Because the majority establishes a double standard for rulings on motions to suppress, and, alternatively, does not address the deference we should afford a trial court’s implicit findings when objective, physical evidence conflicts with an officer’s testimony on which the findings are based, I respectfully dissent. 
      
      . The dissent contends that we are imposing a double standard for defendants and the State by allowing this appeal when the trial court did not reduce its denial of the motion to suppress to writing. The dissent urges that we should follow our opinion in State v. Cox, 235 S.W.3d 283 (Tex.App.-Fort Worth 2007, no pet.).

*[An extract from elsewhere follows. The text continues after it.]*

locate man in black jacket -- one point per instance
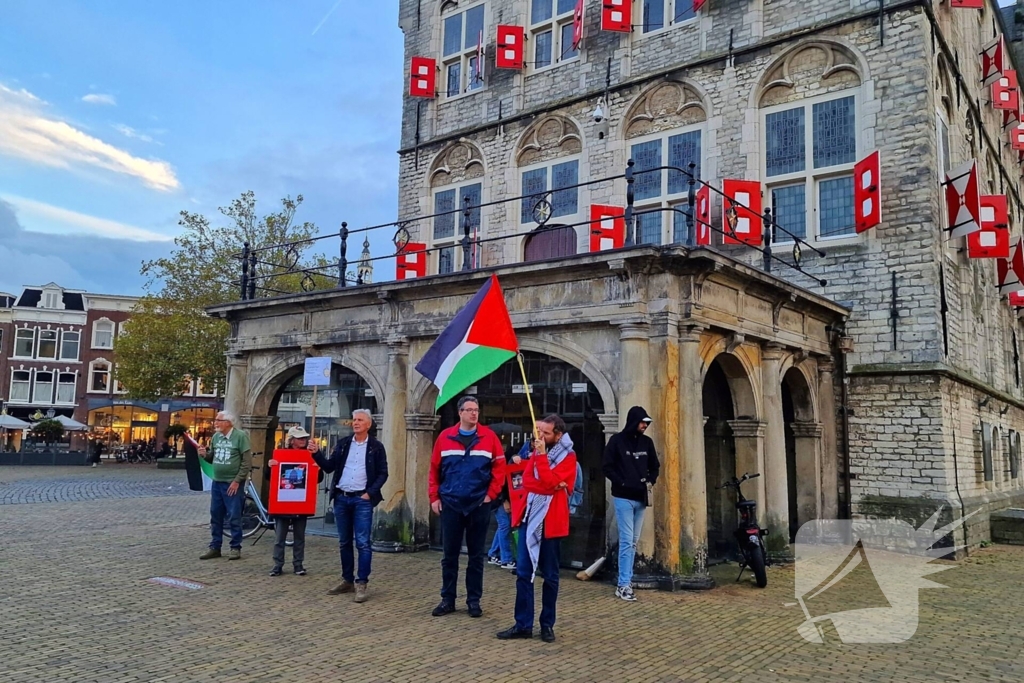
(631, 464)
(359, 467)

In Cox, we held that the State could not appeal from the grant of a motion to suppress evidenced by only a docket entry because the trial court had not “entered” its ruling by reducing it to a signed written order, which we held was required by article 44.01. Id. at 284; see Tex.Code Crim. Proc. Ann. art. 44.01(a)(5) (Vernon Supp.2008) (providing State entitled to appeal from grant of motion to suppress); art. 44.01(d) (providing appeal may not be taken more than fifteen days after order "entered” by court); Tex.R.App. P. 26.2(b) (providing State's time to appeal runs from date trial court “enters” order). Such an appeal is interlocutory and strictly governed by statute and is entirely different from the appeal in this case. We have never held that a written order denying a motion to suppress is a prerequisite to a defendant's appeal from a final judgment of conviction, and nothing in the code of criminal procedure supports such a requirement. See Tex.Code Crim. Proc. Ann. art. 44.02 (Vernon 2006); Tex.R.App. P. 25.2(a)(2); Montanez v. State, 195 S.W.3d 101, 105 (Tex.Crim.App.2006) (holding defendant appealing the denial of a motion to suppress was not required to request a ruling or object to trial court's refusal to rule when record showed that trial court implicitly overruled motion to suppress); Flores v. State, 888 S.W.2d 193, 196 (Tex.App.-Houston [1st Dist.] 1994, pet. ref’d) (holding that signed docket entry evidences trial court’s ruling on motion to suppress evidence even when denial of motion to suppress appears nowhere else in record).
     
      
      . Because a routine traffic stop typically involves only a short, investigative detention, as opposed to a custodial arrest, we analyze traffic stops under the principles developed for investigative detentions set forth in Terry v. Ohio, 392 U.S. at 22, 88 S.Ct. at 1880; see Berlcemer v. McCarty, 468 U.S. 420, 104 S.Ct. 3138, 82 L.Ed.2d 317 (1984); Martinez v. State, 236 S.W.3d 361, 369 (Tex.App.-Fort Worth 2007, pet. dism’d, untimely filed).
     
      
      . We recently analyzed section 545.060(a) and the circumstances under which it gives rise to a reasonable suspicion of a traffic violation in Fowler v. State, 266 S.W.3d 498 (Tex.App.-Fort Worth 2008) (en banc) (holding testimony that defendant's vehicle crossed into an adjacent same-direction lane one time by a tire's width and touched the white line two more times when it was not unsafe to do so did not show a reasonable suspicion for a traffic stop), pet. stricken, 2008 WL 5245352 (Tex.Crim.App.2008).
     
      
      . State v. Cox, 235 S.W.3d 283, 283, 285 (Tex.App.-Fort Worth 2007, no pet.) (en banc).
     
      
      . Id. at 284.
     
      
      . Id. at 285.
     
      
      . State v. Rosenbaum, 818 S.W.2d 398 (Tex.Crim.App.1991).
     
      
      . Cox, 235 S.W.3d at 284.
     
      
      . Id. at 284 & n. 9.
     
      
      . Tex.Code Crim. Proc. Ann. art. 44.01(d) (Vernon Supp.2008); Tex.R.App. P. 26.2(b).
     
      
      . Tex.Code Crim. Proc. Ann. art. 42.03, § 1(a) (Vernon Supp.2008); Tex.R.App. P. 26.2; Taylor v. State, 131 S.W.3d 497, 500 (Tex.Crim.App.2004).
     
      
      . See majority op. at 96 n. 1.
     
      
      . Id.
      
     
      
      . See Tex.R.App. P. 26.1, 26.2.
     
      
      . See Cox, 235 S.W.3d at 285.
     
      
      .Tex. Transp. Code Ann. § 545.051 (Vernon 1999).
     
      
      . Garcia v. State, 43 S.W.3d 527, 530 (Tex.Crim.App.2001).
     
      
      . Tex. Transp. Code Ann. § 545.051.